En plus de cela, le monde moderne nous submerge d'informations d'une manière qui nous fait nous sentir moins, pas plus, puissants. Il y a 2,5 quintillions (un million de milliards) d'octets de données créés chaque jour, et 90% des données dans le monde ont été créées au cours des deux dernières années .
Le fonctionnaire moyen est mieux loti que le citoyen moyen, alors si nous pouvons facilement être frustrés par ce monde, imaginez ce que cela fait pour les moins fortunés.
Alors, que pouvons-nous faire? Malgré tous ses défauts, la technologie numérique a facilité plus que jamais la connexion et la coordination avec les gens. Il est peut-être temps de prendre ces outils en main et de repenser la relation entre le gouvernement et les gouvernés. En un mot, le modèle actuel est:
- Les citoyens élisent des politiciens pour légiférer et superviser les bureaucraties gouvernementales.
- Les bureaucraties prennent des décisions pour appliquer les lois, demandant parfois la participation des citoyens.
- Les citoyens élisent de nouveaux politiciens, en partie sur la base des décisions prises par ces bureaucraties.
Et si nous adaptions le modèle de gouvernement pour donner aux citoyens le sentiment de récupérer une partie de leur pouvoir?
Ils pourraient jouer un rôle direct dans la gestion et la supervision des organisations gouvernementales. Selon la mission et les besoins de l'agence, ce rôle peut aller d'un conseil consultatif avec une voix officielle dans la prise de décision, à un conseil de surveillance des citoyens doté de pouvoirs d'enquête, aux citoyens siégeant dans une fonction de gouvernance à peu près de la même manière qu'une entreprise. Le conseil d'administration siège aux côtés de dirigeants du secteur privé.
À l'avenir, la technologie numérique pourrait même permettre aux gouvernements de surmonter les obstacles logistiques à une démocratie directe à grande échelle. Cela leur permettrait de donner aux citoyens les moyens de voter directement sur les questions les plus importantes sur la façon dont le gouvernement est géré, de son budget à ses mandats de base.
Il y a plusieurs avantages à une expérience aussi radicale.
Premièrement, il entamerait le travail de mise à jour des relations entre les citoyens et leur gouvernement pour l'ère moderne. Le modèle bureaucratique actuel a été conçu pour le monde des années 1800. Pourquoi ne pas utiliser les outils et les modes de pensée d'aujourd'hui?
Deuxièmement, donner aux citoyens, même aux citoyens en colère, un rôle direct dans leur gouvernement aiderait à instaurer la confiance et à empêcher tout désir d'autonomiser des hommes forts en échange de résultats. Il vaut mieux que leur frustration reçoive un débouché en engagement direct que les alternatives les plus effrayantes.
Troisièmement, cela aiderait les citoyens à comprendre les fonctionnaires et leurs défis. Il est facile de faire des hypothèses simplistes sur le gouvernement et ses compromis de l'extérieur. Devoir aider à faire ces compromis les aiderait à comprendre leur monde. Cela créerait également une nouvelle classe de voix de confiance qui pourraient parler des fonctionnaires et en leur nom au grand public.

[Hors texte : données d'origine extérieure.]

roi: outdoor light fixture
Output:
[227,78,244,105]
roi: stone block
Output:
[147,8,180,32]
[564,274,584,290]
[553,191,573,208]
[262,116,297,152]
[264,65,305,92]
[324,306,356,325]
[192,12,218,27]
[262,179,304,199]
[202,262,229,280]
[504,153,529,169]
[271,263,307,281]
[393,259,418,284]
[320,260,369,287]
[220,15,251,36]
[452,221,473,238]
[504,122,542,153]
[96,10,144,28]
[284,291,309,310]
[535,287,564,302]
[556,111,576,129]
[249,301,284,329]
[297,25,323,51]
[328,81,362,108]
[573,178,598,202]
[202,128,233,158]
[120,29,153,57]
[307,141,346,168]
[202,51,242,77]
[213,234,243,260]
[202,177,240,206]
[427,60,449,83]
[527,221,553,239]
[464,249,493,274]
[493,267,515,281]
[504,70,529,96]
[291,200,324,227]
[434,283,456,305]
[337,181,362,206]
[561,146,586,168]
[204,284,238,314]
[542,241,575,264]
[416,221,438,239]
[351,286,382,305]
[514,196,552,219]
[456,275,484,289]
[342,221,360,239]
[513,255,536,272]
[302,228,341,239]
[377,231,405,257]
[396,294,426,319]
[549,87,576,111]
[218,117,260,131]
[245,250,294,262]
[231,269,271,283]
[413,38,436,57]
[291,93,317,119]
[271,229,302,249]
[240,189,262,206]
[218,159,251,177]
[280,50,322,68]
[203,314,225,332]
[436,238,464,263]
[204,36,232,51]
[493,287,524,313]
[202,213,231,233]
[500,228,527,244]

Il y a des inconvénients potentiels. Donner un rôle plus direct aux citoyens pourrait conduire, par exemple, à des décisions ignorantes ou nuisibles. Ils peuvent croire à de mauvaises données, voire à des mensonges, et diriger la fonction publique dans les rues sans issue. Certaines expériences de démocratie directe aux États-Unis, par exemple, ont conduit à des impasses douloureuses. Essayer toute forme de cette autonomisation nécessiterait la construction d'un processus pour éviter la corruption.
Mais nous n'avons pas besoin d'apporter tous ces changements à la fois. L'expérimentation de ces idées dans diverses situations et agences, la façon dont les entreprises technologiques A / B testent de nouveaux concepts et modèles, nous permettrait de trouver les outils d'autonomisation des citoyens qui fonctionnent - sans commettre d'erreurs à une échelle difficile à défaire.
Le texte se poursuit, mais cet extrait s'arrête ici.